Model-based Synchronous Hyperband
All methods considered so far have been extensions of random search by clever multi-fidelity scheduling. In this section, we consider combinations of Bayesian optimization with multi-fidelity scheduling, where configurations are chosen based on performance of previously chosen ones, rather than being sampled at random.
Basics of Syne Tune: Bayesian Optimization provides an introduction to Bayesian optimization in Syne Tune.
Synchronous BOHB
The first model-based method we consider is BOHB, which uses the TPE formulation of Bayesian optimization. In the latter, an approximation to the expected improvement (EI) acquisition function is interpreted via a ratio of two densities. BOHB uses kernel density estimators rather than tree Parzen estimators (as in TPE) to model the two densities.
BOHB uses the same scheduling mechanism (i.e., rung levels, promotion
decisions) than synchronous Hyperband (or SH), but it uses a model fit to past
data for suggesting the configuration of every new trial.
Recall that
validation error after \(r\) epochs is denoted by \(f(\mathbf{x}, r)\),
where \(\mathbf{x}\) is the configuration. BOHB fits KDEs separately to the
data obtained at each rung level. When a new configuration is to be suggested,
it first determines the largest rung level \(r_{acq}\) supported by enough
data for the two densities to be properly fit. It then makes a TPE decision at
this resource level. Our launcher script
runs synchronous BOHB if method="BOHB"
.
API docs:
Baseline:
SyncBOHB
Additional arguments:
SynchronousGeometricHyperbandScheduler
While BOHB is often more efficient than SYNCHB, it is held back by synchronous decision-making. Note that BOHB does not model the random function \(f(\mathbf{x}, r)\) directly, which makes it hard to properly react to pending evaluations, i.e. trials which have been started but did not return metric values yet. BOHB ignores pending evaluations if present, which could lead to redundant decisions being made if the number of workers (i.e., parallelization factor) is large.
Synchronous MOBSTER
Another model-based variant is synchronous MOBSTER. We will provide more details on MOBSTER below, when discussing model-based asynchronous methods.

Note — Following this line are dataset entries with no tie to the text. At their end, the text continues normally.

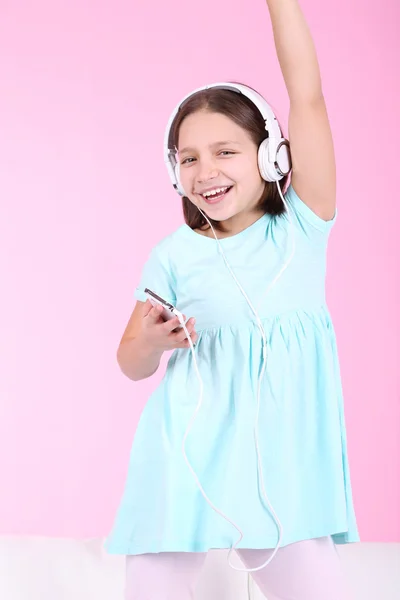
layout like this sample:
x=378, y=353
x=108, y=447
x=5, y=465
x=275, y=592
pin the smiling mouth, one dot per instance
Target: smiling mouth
x=216, y=196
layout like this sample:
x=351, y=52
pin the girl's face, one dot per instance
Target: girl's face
x=217, y=154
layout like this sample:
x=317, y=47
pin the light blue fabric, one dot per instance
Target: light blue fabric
x=301, y=429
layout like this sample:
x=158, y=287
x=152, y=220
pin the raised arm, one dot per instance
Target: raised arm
x=314, y=169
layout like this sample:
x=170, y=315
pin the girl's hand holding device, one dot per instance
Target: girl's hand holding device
x=162, y=327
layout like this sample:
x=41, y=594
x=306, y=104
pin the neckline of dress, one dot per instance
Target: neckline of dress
x=228, y=239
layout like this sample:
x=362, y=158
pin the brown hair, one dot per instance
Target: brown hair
x=244, y=113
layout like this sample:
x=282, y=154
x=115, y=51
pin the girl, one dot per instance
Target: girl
x=287, y=491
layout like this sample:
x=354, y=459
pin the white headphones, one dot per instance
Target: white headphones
x=274, y=160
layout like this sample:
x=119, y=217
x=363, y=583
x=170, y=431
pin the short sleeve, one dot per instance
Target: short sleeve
x=307, y=219
x=157, y=276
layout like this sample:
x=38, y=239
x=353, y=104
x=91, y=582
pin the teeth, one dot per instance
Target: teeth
x=216, y=191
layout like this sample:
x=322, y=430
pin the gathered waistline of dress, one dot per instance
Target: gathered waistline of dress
x=309, y=310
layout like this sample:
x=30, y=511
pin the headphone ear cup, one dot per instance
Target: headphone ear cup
x=267, y=169
x=281, y=165
x=179, y=187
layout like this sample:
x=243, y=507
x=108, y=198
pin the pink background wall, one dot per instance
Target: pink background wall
x=85, y=92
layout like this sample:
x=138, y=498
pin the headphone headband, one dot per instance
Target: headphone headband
x=275, y=138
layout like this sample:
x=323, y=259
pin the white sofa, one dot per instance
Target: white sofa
x=34, y=568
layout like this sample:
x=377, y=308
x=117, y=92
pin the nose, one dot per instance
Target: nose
x=206, y=170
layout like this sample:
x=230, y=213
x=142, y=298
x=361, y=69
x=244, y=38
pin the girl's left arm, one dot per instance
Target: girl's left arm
x=311, y=144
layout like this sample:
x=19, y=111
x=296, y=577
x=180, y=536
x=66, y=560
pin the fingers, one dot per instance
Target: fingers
x=180, y=335
x=153, y=313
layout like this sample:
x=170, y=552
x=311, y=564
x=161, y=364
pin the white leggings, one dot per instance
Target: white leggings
x=308, y=570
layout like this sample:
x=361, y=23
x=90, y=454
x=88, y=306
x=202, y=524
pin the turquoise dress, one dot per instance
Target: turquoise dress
x=302, y=432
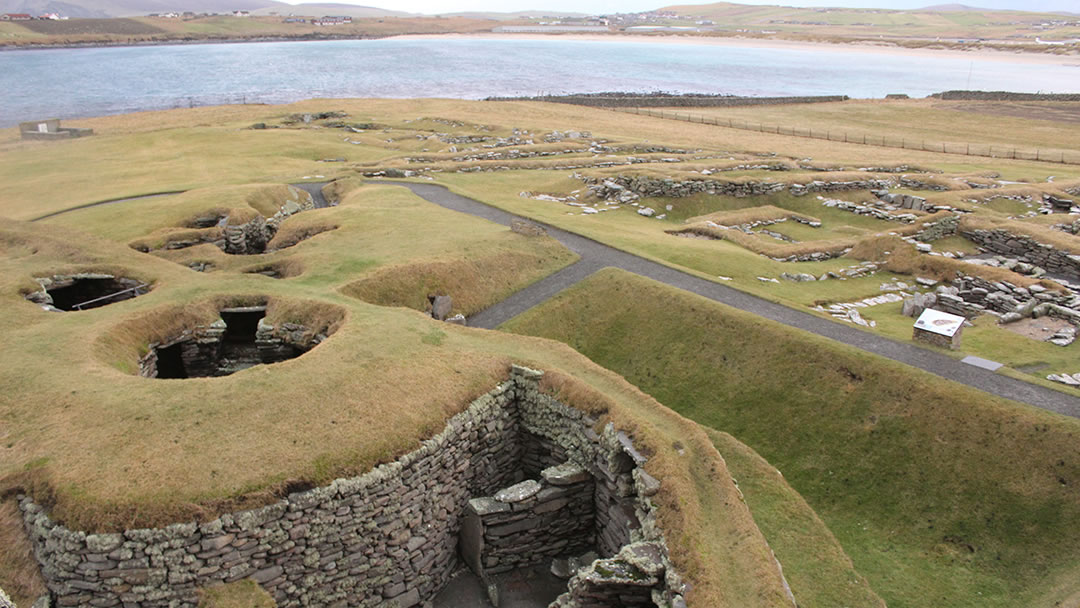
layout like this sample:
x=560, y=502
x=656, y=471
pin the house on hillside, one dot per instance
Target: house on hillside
x=332, y=19
x=51, y=129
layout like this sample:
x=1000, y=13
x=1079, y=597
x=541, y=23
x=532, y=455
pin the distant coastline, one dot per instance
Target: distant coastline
x=1020, y=54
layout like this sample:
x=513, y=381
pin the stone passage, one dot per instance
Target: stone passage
x=390, y=537
x=240, y=339
x=85, y=291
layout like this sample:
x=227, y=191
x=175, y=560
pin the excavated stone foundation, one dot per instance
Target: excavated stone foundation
x=85, y=291
x=240, y=339
x=517, y=480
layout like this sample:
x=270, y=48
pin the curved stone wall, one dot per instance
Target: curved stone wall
x=389, y=536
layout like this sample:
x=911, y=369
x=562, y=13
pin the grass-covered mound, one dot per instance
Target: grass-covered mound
x=106, y=449
x=942, y=495
x=815, y=566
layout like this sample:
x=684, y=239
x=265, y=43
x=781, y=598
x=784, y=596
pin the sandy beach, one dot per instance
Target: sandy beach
x=882, y=49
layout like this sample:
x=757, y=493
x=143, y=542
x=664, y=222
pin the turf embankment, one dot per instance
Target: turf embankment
x=815, y=566
x=941, y=495
x=104, y=448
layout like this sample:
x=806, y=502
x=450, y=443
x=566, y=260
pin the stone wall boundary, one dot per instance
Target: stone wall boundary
x=631, y=100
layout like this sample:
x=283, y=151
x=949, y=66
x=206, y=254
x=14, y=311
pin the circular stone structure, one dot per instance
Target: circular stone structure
x=240, y=338
x=85, y=291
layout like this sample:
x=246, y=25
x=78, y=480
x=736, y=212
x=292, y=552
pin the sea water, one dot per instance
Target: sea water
x=92, y=81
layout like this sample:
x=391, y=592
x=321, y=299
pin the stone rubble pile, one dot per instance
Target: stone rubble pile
x=1070, y=379
x=1026, y=248
x=971, y=296
x=531, y=522
x=1010, y=264
x=868, y=210
x=849, y=311
x=629, y=188
x=917, y=184
x=936, y=230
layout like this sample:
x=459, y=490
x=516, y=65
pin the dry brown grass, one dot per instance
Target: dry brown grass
x=285, y=269
x=768, y=246
x=240, y=594
x=163, y=238
x=22, y=580
x=299, y=229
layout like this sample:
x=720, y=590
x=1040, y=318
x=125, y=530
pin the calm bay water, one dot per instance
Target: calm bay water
x=81, y=82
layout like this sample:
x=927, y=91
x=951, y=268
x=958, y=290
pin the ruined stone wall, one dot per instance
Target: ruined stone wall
x=629, y=188
x=936, y=230
x=1045, y=256
x=530, y=523
x=389, y=536
x=629, y=100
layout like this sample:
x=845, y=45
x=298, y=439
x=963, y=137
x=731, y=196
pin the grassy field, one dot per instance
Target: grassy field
x=863, y=442
x=814, y=564
x=967, y=23
x=1051, y=125
x=95, y=443
x=920, y=480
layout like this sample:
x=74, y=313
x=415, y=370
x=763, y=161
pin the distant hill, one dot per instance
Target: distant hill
x=332, y=9
x=540, y=13
x=82, y=9
x=950, y=8
x=133, y=8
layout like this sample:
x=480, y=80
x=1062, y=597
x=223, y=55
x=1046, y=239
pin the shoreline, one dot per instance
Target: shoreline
x=733, y=41
x=885, y=49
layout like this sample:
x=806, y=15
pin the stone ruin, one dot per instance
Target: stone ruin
x=85, y=291
x=516, y=478
x=239, y=339
x=248, y=238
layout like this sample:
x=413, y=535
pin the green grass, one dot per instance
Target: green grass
x=941, y=495
x=914, y=121
x=241, y=594
x=819, y=571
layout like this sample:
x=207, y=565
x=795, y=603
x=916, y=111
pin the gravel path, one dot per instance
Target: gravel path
x=595, y=256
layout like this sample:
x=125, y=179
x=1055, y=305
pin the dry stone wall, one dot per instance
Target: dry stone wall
x=1045, y=256
x=386, y=538
x=530, y=523
x=629, y=188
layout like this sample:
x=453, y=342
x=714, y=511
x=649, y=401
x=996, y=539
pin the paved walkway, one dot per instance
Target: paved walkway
x=595, y=256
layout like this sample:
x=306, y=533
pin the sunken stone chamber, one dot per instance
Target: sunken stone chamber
x=390, y=537
x=240, y=339
x=85, y=291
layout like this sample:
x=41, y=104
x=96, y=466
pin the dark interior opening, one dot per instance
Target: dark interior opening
x=84, y=294
x=241, y=325
x=226, y=348
x=239, y=350
x=171, y=362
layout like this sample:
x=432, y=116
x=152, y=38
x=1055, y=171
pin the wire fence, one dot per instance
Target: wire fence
x=988, y=150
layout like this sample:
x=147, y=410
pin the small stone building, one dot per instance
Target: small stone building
x=939, y=328
x=51, y=130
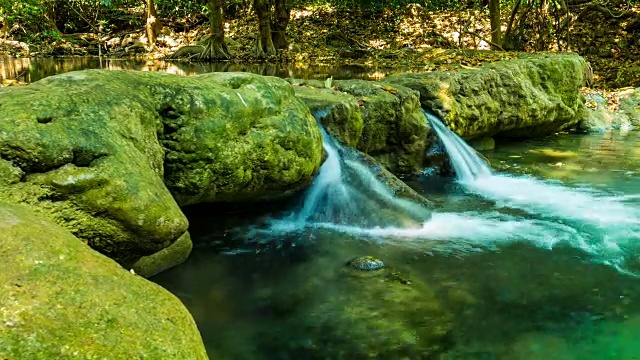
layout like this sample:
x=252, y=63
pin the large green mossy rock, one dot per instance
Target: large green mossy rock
x=382, y=120
x=173, y=255
x=93, y=150
x=60, y=299
x=515, y=98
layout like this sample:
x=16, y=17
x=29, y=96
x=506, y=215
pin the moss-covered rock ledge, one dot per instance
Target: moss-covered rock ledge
x=92, y=150
x=527, y=97
x=59, y=299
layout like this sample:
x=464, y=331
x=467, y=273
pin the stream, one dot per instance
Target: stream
x=535, y=258
x=532, y=253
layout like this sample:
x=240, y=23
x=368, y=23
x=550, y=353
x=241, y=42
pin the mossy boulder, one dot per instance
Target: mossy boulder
x=93, y=150
x=383, y=120
x=527, y=97
x=61, y=299
x=173, y=255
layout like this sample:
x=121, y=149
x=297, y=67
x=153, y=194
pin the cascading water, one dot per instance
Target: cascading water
x=347, y=197
x=346, y=191
x=611, y=227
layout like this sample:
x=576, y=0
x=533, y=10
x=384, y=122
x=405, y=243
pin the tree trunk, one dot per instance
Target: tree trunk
x=280, y=23
x=494, y=15
x=264, y=47
x=216, y=48
x=153, y=24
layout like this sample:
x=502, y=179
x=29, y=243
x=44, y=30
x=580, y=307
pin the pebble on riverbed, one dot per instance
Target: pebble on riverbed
x=365, y=263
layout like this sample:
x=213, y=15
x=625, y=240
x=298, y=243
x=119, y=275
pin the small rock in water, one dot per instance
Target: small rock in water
x=365, y=263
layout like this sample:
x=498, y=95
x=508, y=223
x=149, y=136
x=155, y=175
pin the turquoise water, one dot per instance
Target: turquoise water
x=455, y=294
x=486, y=278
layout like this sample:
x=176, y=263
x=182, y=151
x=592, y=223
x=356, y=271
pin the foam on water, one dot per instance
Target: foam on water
x=606, y=226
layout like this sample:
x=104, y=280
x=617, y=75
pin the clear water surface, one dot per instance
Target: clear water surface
x=536, y=261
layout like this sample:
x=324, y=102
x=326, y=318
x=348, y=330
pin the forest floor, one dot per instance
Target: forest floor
x=409, y=38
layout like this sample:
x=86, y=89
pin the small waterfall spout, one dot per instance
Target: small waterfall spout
x=614, y=226
x=346, y=191
x=466, y=163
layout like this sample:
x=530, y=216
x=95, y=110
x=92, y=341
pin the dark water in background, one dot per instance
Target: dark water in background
x=30, y=70
x=293, y=297
x=279, y=300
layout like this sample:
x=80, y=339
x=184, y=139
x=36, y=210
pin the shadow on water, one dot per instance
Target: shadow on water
x=30, y=70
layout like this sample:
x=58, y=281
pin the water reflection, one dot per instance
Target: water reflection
x=294, y=300
x=30, y=70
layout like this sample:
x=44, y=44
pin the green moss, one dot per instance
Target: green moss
x=166, y=258
x=60, y=299
x=390, y=125
x=515, y=98
x=104, y=153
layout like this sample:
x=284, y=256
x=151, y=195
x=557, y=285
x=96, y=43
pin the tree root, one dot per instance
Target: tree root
x=209, y=51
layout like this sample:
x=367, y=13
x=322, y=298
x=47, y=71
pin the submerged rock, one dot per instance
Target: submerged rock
x=92, y=150
x=380, y=119
x=514, y=98
x=60, y=299
x=365, y=263
x=378, y=314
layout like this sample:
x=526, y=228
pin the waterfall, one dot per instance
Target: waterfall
x=464, y=160
x=610, y=227
x=346, y=191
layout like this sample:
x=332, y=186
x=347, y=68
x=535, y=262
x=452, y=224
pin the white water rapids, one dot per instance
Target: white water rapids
x=347, y=197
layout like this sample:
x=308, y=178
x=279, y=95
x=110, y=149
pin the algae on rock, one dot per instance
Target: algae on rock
x=61, y=299
x=526, y=97
x=93, y=149
x=380, y=119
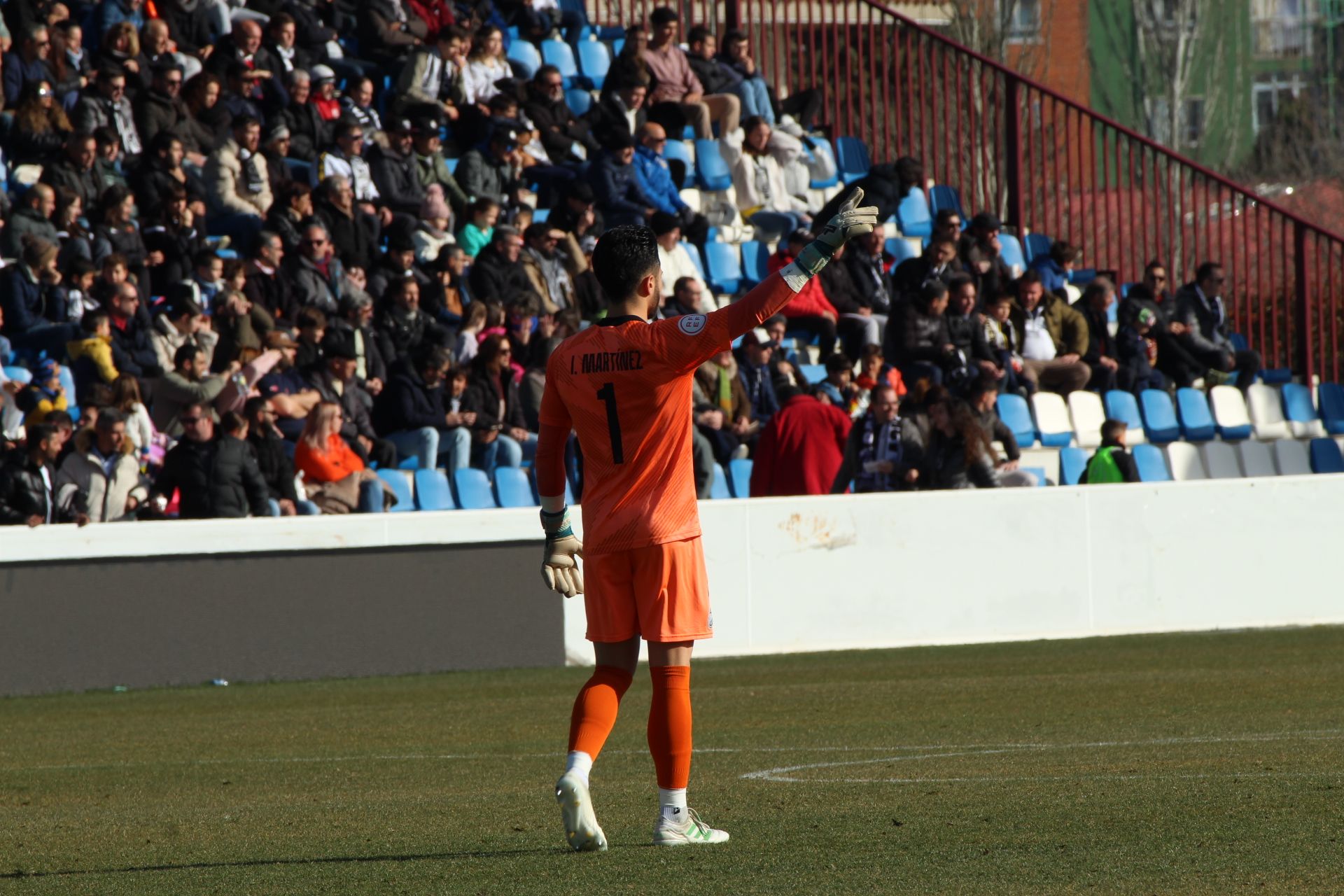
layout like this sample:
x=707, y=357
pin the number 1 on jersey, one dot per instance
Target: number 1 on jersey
x=613, y=421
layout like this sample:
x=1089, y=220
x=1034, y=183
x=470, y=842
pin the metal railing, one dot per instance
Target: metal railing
x=1043, y=162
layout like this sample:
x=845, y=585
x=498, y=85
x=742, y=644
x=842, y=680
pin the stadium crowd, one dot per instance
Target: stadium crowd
x=252, y=257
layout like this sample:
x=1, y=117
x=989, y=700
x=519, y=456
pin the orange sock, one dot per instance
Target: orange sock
x=670, y=726
x=596, y=707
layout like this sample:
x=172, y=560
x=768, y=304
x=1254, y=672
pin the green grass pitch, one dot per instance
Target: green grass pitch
x=1200, y=763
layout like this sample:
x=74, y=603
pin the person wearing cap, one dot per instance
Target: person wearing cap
x=498, y=274
x=676, y=261
x=811, y=311
x=493, y=172
x=308, y=131
x=398, y=262
x=186, y=384
x=616, y=184
x=981, y=255
x=547, y=257
x=394, y=171
x=565, y=136
x=432, y=166
x=335, y=379
x=181, y=323
x=656, y=182
x=433, y=77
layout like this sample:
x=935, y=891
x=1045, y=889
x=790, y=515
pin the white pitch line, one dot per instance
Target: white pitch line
x=783, y=773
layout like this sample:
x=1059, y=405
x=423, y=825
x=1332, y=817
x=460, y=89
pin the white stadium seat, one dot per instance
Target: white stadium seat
x=1184, y=463
x=1221, y=461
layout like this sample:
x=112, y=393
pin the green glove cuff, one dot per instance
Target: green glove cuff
x=556, y=526
x=815, y=255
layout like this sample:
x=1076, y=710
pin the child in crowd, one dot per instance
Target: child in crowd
x=1112, y=461
x=1003, y=342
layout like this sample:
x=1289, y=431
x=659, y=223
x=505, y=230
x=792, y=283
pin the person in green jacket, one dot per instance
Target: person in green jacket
x=1112, y=463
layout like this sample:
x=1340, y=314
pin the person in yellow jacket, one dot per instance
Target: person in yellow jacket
x=90, y=356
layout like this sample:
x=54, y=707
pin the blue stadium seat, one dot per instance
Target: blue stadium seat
x=710, y=167
x=1073, y=461
x=813, y=372
x=1124, y=406
x=1326, y=457
x=724, y=267
x=1152, y=465
x=680, y=150
x=899, y=248
x=526, y=55
x=401, y=485
x=823, y=148
x=1160, y=424
x=695, y=258
x=580, y=101
x=1016, y=415
x=1332, y=406
x=1035, y=245
x=1009, y=250
x=559, y=54
x=720, y=486
x=432, y=491
x=755, y=258
x=1196, y=421
x=594, y=62
x=913, y=216
x=1298, y=409
x=739, y=477
x=944, y=197
x=473, y=489
x=512, y=488
x=853, y=159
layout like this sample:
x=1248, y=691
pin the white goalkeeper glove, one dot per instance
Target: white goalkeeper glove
x=559, y=558
x=850, y=222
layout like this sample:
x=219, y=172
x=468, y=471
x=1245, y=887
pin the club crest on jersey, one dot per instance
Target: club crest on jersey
x=691, y=324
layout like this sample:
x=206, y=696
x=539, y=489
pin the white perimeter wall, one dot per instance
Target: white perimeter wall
x=882, y=571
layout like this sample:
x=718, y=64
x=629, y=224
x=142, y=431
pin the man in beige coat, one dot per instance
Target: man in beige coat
x=101, y=476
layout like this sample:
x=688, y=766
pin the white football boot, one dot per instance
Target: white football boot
x=687, y=832
x=581, y=830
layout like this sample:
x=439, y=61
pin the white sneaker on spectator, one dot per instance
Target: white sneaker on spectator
x=581, y=830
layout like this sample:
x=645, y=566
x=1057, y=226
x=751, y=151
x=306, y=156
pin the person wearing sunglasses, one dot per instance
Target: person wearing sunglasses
x=29, y=65
x=1200, y=307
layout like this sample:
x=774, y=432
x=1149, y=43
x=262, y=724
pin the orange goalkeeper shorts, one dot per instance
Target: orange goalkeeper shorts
x=660, y=593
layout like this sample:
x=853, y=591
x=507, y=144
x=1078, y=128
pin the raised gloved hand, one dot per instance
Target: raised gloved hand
x=850, y=222
x=559, y=558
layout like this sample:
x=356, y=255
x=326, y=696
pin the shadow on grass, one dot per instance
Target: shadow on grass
x=262, y=862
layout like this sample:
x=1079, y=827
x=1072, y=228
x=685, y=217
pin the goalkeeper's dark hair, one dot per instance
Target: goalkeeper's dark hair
x=624, y=257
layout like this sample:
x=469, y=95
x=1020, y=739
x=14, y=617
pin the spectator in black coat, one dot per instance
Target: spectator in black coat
x=616, y=184
x=273, y=460
x=213, y=477
x=498, y=274
x=414, y=414
x=26, y=496
x=403, y=328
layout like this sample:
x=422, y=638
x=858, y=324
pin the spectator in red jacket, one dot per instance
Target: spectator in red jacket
x=802, y=450
x=809, y=311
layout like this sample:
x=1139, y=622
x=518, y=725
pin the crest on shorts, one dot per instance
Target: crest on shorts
x=691, y=324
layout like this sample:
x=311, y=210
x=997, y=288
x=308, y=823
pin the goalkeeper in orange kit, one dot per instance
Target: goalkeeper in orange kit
x=624, y=386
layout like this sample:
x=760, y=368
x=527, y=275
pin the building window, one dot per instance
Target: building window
x=1269, y=96
x=1194, y=121
x=1023, y=19
x=1281, y=29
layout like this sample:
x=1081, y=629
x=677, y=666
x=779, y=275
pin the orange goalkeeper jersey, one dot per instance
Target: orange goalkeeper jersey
x=624, y=386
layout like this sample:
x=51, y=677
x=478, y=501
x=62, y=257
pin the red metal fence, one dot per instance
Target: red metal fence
x=1042, y=162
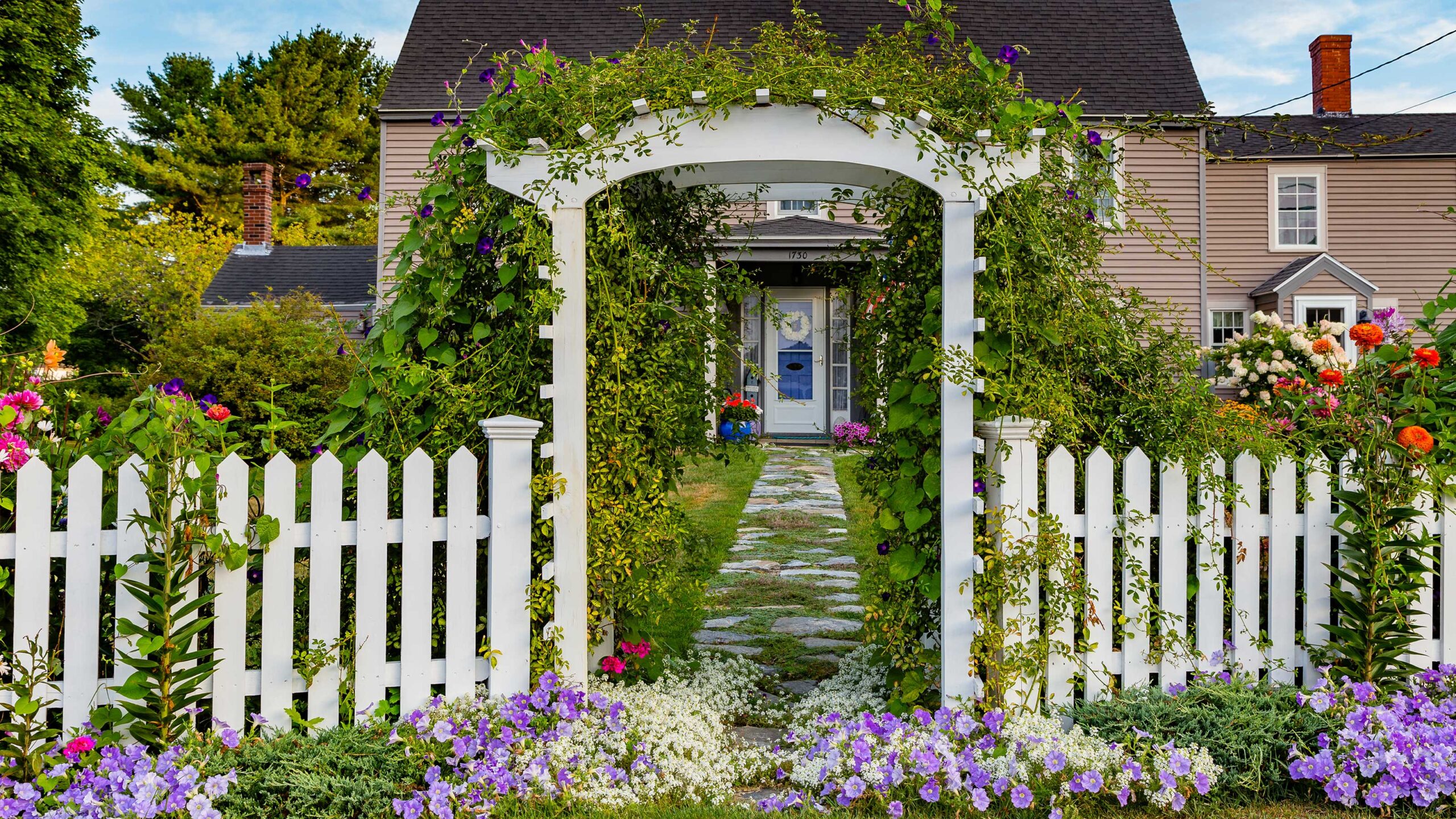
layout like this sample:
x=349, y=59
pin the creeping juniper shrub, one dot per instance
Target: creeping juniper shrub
x=1247, y=726
x=344, y=773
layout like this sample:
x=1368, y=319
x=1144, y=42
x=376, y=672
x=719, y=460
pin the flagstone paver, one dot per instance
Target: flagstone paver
x=791, y=543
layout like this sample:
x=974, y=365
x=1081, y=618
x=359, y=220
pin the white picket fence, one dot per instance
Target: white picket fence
x=370, y=532
x=1295, y=584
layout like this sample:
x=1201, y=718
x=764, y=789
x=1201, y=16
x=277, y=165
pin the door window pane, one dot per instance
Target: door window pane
x=797, y=350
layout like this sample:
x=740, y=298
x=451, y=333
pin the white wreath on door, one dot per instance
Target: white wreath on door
x=797, y=325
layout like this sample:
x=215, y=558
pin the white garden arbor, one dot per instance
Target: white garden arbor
x=768, y=144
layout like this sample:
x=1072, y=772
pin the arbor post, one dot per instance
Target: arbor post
x=568, y=394
x=958, y=627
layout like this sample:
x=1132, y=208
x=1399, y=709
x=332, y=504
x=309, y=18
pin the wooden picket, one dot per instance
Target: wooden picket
x=1261, y=566
x=321, y=540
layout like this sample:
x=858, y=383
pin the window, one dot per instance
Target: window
x=1296, y=206
x=1311, y=309
x=1223, y=324
x=799, y=208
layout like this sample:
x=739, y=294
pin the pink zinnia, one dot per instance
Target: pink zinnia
x=12, y=452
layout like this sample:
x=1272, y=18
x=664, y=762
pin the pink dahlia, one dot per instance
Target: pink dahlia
x=12, y=452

Our launcher script runs synchronous
MOBSTER if method="SYNCMOBSTER"
. Note that the default surrogate model for
SyncMOBSTER
is gp_independent
, where the data at each rung level
is represented by an independent Gaussian process (more details are given
here).
It turns out that SyncMOBSTER
outperforms
SyncBOHB
substantially on the benchmark chosen here.
API docs:
Baseline:
SyncMOBSTER
Additional arguments:
SynchronousGeometricHyperbandScheduler
When running these experiments with the simulator backend, we note that
suddenly it takes quite some time for an experiment to be finished. Still many
times faster than real time, we now need many minutes instead of seconds. This
is a reminder that model-based decision-making can take time. In GP-based
Bayesian optimization, hyperparameters of a Gaussian process model are fit for
every decision, and acquisition functions are being optimized over many
candidates. On the real time scale (the x axis in our result plots), this time
is often well spent. After all, SyncMOBSTER
outperforms SyncBOHB
significantly. But since decision-making computations cannot be tabulated, they
slow down the simulations.
As a consequence, we should be careful with result plots showing performance with respect to number of training evaluations, as these hide both the time required to make decisions, as well as potential inefficiencies in scheduling jobs in parallel. HPO methods should always be compared with real experiment time on the x axis, and the any-time performance of methods should be visualized by plotting curves, not just quoting “final values”. Examples are provided here.
Note
Syne Tune allows to launch experiments remotely and in parallel in order to still obtain results rapidly, as is detailed here.
Differential Evolution Hyperband
Another recent model-based extension of synchronous Hyperband is
Differential Evolution Hyperband (DEHB).
DEHB is typically run with multiple brackets. A main difference to Hyperband
is that configurations promoted from a rung to the next are also modified by
an evolutionary rule, involving mutation, cross-over and selection. Since
configurations are not just sampled once, but potentially modified at every
rung, the hope is to find well-performing configurations faster. Our
launcher script runs DEHB if
method="DEHB"
.
API docs:
Baseline:
DEHB
Additional arguments:
GeometricDifferentialEvolutionHyperbandScheduler
The main feature of DEHB over synchronous Hyperband is that configurations can be modified at every rung. However, this feature also has a drawback. Namely, DEHB cannot make effective use of checkpointing. If a trial is resumed with a different configuration, starting from its last recent checkpoint is not admissable. However, our implementation is careful to make use of checkpointing in the very first bracket of DEHB, which is equivalent to a normal run of synchronous SH.